Its new survey, 'A global evaluation of funds of hedge funds', found that only 23% are satisfied while 48% are neutral and 28% are dissatisfied.
Yet despite this, 54% intend to increase their allocation to hedge funds within two years, the consulting firm said in a survey. Of those that do not currently invest in funds of hedge funds, 19% intend to start doing so.
Mercer's comments follow the implosion of the Amaranth energy trading hedge fund recently and reported trading losses and possible withdrawals at Vega Asset Management.
Mercer also said that the 'first generation' of investors are now considering moving from fund of funds into single strategy funds.

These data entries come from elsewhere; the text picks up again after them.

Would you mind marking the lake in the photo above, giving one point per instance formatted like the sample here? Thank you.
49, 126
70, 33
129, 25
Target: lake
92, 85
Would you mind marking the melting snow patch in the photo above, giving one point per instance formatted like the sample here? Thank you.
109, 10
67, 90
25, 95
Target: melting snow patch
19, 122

Mercer said: "When asked to rate overall satisfaction with their funds of hedge funds manager, the survey of over 180 large pension schemes worldwide found less than half (47%) were satisfied."
"The lack of satisfaction expressed by investors is likely to be due to a mixture of high expectations and fund managers not explaining their strategies clearly enough," said Divyesh Hindocha, the firm's global head of investment consulting policy.
He added: "While funds of hedge funds are attracting a great deal of attention, many investors are unclear about what they wish to achieve by investing in them, and what the funds can realistically deliver." Just a third of European schemes understand their funds-of-hedge-fund manager's investment approach.
Globally, a third of the pension funds surveyed (33%) invest in funds of hedge funds.
Meanwhile, Hedge Fund Research has said that the pace of new hedge fund launches fell "dramatically" in the first half of 2006 compared to 2005.
HFR said there were 549 new fund launches and 223 fund liquidations in the period, against 1,211 launches and 428 liquidations in the year-ago period.